De mon côté, je préfère travailler dans la durée avec les mêmes personnes
pour créer une complicité et passer des moments agréables. Il faut aussi
savoir se détendre, même hors des heures de boulot, surtout si on passe 4
jours ensemble à l’étranger 😉
Fin décembre tout se précise : vivement 2016 pour présenter la
collection ! En attendant ça sera détente et quelques jours en famille pour les
fêtes.
Janvier 2016 : production des supports de communication
Le dénouement. C’est comme un accouchement. Des mois de réflexion, de
travail acharné, et tout prend forme.
Il nous reste encore notre petite virée en Irlande pour produire les photos de
la campagne. Ce sera un moment formidable de travail avec l’équipe sur les
routes sinueuses de la côte.
Les photos et le film de campagne de la collection en poche, je dois encore
m’occuper de la mise en page et de la DA du book papier. Je mets un point
d’honneur à toujours imprimer le book, c’est un objet qui met en valeur tout
notre travail.
Fin janvier, la collection est réellement terminée. C’est un peu de moi que je
laisse après ces mois d’efforts et c’est une autre partie du travail qui
commence : la vente de la collection aux revendeurs. Mais ça, c’est une autre
histoire, avec tout autant de challenges.

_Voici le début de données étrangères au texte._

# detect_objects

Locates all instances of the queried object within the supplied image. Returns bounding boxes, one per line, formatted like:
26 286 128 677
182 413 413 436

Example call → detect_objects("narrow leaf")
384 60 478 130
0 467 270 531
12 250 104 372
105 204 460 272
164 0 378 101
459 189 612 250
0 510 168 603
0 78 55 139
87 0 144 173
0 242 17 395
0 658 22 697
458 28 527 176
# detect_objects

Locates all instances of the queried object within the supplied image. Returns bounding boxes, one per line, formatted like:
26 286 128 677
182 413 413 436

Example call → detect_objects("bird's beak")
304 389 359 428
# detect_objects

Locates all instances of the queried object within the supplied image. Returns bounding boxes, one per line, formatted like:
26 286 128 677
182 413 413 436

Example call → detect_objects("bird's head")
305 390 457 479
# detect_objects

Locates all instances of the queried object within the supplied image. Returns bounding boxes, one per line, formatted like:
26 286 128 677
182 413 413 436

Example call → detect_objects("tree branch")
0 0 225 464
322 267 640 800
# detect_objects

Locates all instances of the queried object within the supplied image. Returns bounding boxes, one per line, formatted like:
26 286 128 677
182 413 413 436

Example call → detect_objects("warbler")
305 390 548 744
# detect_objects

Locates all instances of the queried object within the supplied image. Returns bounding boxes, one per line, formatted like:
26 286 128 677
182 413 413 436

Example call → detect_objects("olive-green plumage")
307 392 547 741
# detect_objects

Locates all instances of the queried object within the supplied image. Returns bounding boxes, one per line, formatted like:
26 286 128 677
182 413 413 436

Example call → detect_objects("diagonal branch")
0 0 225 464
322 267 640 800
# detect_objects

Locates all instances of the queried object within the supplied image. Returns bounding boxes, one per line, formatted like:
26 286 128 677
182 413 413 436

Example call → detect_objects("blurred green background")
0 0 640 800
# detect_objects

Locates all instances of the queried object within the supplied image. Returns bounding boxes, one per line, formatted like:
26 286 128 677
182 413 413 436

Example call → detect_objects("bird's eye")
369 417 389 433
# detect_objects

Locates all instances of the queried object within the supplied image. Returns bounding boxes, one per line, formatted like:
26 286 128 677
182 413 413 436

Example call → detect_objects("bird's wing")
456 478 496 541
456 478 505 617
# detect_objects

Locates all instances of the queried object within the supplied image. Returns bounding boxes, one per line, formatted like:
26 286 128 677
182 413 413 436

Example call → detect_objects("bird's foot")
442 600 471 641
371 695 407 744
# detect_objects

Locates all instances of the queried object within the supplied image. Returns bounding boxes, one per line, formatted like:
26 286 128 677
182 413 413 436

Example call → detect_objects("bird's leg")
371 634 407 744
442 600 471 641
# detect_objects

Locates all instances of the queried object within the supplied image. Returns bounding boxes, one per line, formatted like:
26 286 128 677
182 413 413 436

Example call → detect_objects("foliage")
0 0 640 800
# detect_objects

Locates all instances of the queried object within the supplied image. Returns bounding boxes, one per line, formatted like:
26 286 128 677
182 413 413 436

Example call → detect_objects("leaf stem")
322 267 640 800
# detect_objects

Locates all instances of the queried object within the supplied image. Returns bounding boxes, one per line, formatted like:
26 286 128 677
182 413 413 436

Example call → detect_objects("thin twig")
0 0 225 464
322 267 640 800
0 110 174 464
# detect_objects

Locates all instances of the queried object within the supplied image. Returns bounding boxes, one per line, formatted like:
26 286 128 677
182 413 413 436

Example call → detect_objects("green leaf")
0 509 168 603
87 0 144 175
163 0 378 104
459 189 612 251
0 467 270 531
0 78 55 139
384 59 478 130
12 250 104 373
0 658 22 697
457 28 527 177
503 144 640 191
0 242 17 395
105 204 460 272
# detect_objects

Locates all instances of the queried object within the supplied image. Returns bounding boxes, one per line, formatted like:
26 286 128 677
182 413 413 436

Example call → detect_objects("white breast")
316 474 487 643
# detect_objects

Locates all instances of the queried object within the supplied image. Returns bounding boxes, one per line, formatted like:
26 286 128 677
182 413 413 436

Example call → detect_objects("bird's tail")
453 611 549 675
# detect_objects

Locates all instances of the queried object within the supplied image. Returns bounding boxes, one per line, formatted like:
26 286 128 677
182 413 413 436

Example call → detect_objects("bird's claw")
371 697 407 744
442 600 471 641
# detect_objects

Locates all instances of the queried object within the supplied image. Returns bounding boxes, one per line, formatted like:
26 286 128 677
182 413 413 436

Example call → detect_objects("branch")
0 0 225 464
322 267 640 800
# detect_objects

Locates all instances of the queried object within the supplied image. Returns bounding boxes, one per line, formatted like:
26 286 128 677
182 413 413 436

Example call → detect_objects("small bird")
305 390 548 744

Le public, lui, ne verra la collection en boutique ainsi que le film
qu'en septembre 2016.
Le mot de la fin
En écrivant ces quelques lignes, je prends encore une fois
conscience de la difficulté de mon métier et des enjeux à chaque
saison.
Je pourrais avoir envie de baisser les bras mais je suis animé par
une passion indéfectible : un amour du produit et du savoir-faire
des artisans qui travaillent à mes côtés. Innover et proposer une
vision de la mode masculine.
Faire des vêtements, c’est être ancré dans une réalité concrète.
C’est une économie réelle qui peut parfois paraître superficielle
même si, finalement, tout le monde a besoin de se vêtir et se
soucie de son apparence.
Je ne prétends pas habiller l’humanité mais j’y contribue à mon
échelle, en y mettant tout mon cœur et ma passion.